Extinction Rebellion plans to protest arrival of first cruise ship in Victoria

Extinction Rebellion plans to protest arrival of first cruise ship in Victoria
There are more than 300 ships scheduled to make a stop in Victoria this year.

The first cruise ship since the start of the COVID-19 pandemic is set to arrive at Ogden Point on April 6, and Extinction Rebellion plans to protest at its arrival.

On a Facebook event page, the group says the plan is to arrive for the protest at 8:30 a.m., ahead of the scheduled 9 a.m. arrival of the cruise ship, and stay until around 10.

“Our goal is to set up an information picket, using banners to momentarily stop vehicles leaving the parking area at the Ogden Point facility so we can distribute flyers summarizing the climate and environmental damage caused by cruise ships to visitors and tourist operators to raise awareness of the climate and environmental damage caused by cruise ships, before allowing them to continue on their way,” the event page says.

Brian Cant, director of communications and engagement with the Greater Victoria Harbour Authority said the company works with members of the cruise ship industry to improve on the viability and sustainability of the cruise industry.

“The public is entitled to express their opinion on cruise and, while we take all concerns seriously, we must ensure that when we engage with people there is an understanding of respect and civil discourse,” the statement said. “We always encourage dialogue with us and continue to make ourselves available in person and virtually.”

READ MORE: Ottawa announces COVID-19 rules for return of cruise ships to Canadian ports

Cant also noted an Insights West poll conducted on behalf of the GVHA and Cruise Lines International Association that showed 79 per cent of respondents view the impact of the industry in Victoria as positive and 57 per cent of residents surveyed describe the economic benefit of the industry as significant.

The page says the protest aims to raise concerns about the environmental impact that cruise ships have including the type of fuel the ships have, discharging grey water into the ocean, and the amount of garbage produced on the ships.

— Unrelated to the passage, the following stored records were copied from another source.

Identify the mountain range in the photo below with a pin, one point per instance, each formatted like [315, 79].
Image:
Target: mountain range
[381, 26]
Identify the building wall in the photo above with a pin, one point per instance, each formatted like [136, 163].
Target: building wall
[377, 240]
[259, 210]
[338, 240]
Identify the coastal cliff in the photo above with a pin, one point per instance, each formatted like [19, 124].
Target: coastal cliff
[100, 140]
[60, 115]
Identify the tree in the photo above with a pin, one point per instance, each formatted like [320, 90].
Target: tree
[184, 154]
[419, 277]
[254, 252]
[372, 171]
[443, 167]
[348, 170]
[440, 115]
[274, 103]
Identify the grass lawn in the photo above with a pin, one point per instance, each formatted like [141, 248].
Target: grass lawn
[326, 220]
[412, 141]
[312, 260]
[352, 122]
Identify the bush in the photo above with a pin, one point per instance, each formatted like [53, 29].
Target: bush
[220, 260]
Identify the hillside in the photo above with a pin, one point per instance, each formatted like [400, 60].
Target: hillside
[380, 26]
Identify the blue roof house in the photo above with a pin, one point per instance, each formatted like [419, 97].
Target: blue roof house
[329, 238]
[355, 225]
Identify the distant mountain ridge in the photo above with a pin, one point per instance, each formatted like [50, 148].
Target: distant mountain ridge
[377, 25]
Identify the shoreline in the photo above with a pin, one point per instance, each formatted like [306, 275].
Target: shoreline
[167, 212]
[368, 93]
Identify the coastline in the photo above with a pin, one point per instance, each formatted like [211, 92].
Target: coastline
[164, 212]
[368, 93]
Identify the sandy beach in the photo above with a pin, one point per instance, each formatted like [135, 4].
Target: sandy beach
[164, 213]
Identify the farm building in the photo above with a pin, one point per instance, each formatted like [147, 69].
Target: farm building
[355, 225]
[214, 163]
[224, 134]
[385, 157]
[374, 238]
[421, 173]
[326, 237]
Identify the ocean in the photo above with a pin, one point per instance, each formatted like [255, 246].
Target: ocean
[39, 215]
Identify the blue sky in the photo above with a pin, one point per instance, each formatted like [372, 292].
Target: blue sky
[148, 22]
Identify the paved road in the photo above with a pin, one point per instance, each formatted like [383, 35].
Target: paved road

Princess Cruise, which is the company that is set to be protested by the group, says it adheres to all U.S. and international environmental regulations regarding the discharge of grey water, which is from showers, sinks, dishwashers, and black water, which is from toilets.

“All Princess ships are equipped with treatment plants that are certified by the U.S. Coast Guard as approved marine sanitation devices. The treatment facilities onboard naturally break down and disinfect black water,” according to the company’s environmental responsibility page on its website. “After processing, the waste water is discharged into the sea at least 12 miles from shore, which exceeds the distance required by law.”

Additionally, Princess Cruise has implemented plans to reduce waste on board ships, including having waste management systems on board, minimizing the use of plastics, sorting recycling, dumping food waste into the ocean, and disposing of hazardous waste at approved reception facilities.